Logos are probably the most difficult of all graphic design projects. Fortunately, there is a right way to go about designing one. Years ago, I took some independent graphic design classes with Dietmar Winkler at Southeastern Massachusetts University. I was living in Charlestown and commuted down to Rhode Island to study with him.

He was an influential graphic designer who followed the International Typographic Style of sans-serif fonts and a grid layout formula. As a member of  the graphic-design office at the Massachusetts Institute of Technology in the late 60s, he produced beautiful posters using letter forms and manipulated words as vehicles to express content. This innovation is still used today in modern graphic design.

Dietmar taught me that you must include your client(s) in the process of designing a logo. This is done via an interview, usually face to face, where the designer interviews and writes down words and expressions that the client feels is important to the brand or purpose of the company. Perhaps it is a group of important players in a board room. Not only does the ceo feel included in the process, but a contribution is made from many that is invaluable in the process.

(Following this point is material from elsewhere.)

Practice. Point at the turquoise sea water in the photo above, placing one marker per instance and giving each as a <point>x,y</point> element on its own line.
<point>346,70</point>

The designer then goes back to his artboard (or computer)  and the thinking phase settles into a few good ideas. Combining several images to create one that expresses the right tone and message is the goal. This process can take days or weeks, which is why logos are not inexpensive. The end result is not usually the first idea and it is not the most obvious or cliche. The designer may present 3 or 4 ideas and then the one chosen may have several iterations. Colors and use in print or web also have to be considered. Different sizes for different purposes as well. On the side of a van? On a t-shirt? Or, just letterhead and website. Sounds easy, right?